17 Signs That You May Be Zinc Deficient

Did you know that our bodies would be impaired at the cellular level without zinc?

Zinc is a trace mineral that aids our immune systems in battling infection and helps create the proteins needed for strong bones, muscles, tissue, and blood. It also helps maintain good eye health.

A number of years ago, I learned that I was zinc deficient.
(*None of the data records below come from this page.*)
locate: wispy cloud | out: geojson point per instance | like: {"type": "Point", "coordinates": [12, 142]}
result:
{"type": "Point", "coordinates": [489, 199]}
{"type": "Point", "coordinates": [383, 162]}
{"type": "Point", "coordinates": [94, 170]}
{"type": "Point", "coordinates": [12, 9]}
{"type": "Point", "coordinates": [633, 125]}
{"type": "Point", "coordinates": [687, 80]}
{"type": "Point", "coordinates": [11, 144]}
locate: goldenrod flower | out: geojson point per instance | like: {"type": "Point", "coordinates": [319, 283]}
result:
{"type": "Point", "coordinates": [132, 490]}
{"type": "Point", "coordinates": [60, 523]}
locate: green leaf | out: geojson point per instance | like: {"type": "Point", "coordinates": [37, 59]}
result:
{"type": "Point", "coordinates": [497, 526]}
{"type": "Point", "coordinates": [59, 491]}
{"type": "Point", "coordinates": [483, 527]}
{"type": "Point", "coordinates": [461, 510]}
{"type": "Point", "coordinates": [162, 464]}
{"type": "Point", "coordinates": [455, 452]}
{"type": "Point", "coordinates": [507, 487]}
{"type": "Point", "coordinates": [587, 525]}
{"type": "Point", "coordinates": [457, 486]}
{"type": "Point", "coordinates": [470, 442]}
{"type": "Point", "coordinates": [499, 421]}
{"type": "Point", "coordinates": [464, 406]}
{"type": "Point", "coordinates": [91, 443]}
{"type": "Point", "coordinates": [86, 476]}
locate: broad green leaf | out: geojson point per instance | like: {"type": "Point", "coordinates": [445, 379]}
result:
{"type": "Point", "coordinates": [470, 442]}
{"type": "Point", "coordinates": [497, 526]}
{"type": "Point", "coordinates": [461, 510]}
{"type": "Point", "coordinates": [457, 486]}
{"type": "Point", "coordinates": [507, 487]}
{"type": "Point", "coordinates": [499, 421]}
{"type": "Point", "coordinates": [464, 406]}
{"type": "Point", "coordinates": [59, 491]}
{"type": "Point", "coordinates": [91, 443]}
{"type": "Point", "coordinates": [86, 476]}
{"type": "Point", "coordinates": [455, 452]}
I wasn’t surprised, as I suffer from celiac disease and have difficulty absorbing nutrients.

Vertical image of assorted fresh and healthy food ingredients, with text in the center and on the bottom of the image.

I didn’t know the range of symptoms my inadequate supply of this essential trace mineral could induce.

Read on to discover what I learned about the importance of zinc and sources of this crucial mineral.

Here’s the lineup:

Let’s get started!

Why Don’t I Feel Like Myself?

Sometimes, we don’t feel quite right.

A physical exam usually includes a CBC or complete blood count to examine one’s general health.

Horizontal image of an unwell woman in bed.

It may reveal deficiencies in vitamin B-12 and folate but doesn’t test specifically for other vitamin and mineral levels. Doctors order these tests individually and only if conditions or symptoms warrant.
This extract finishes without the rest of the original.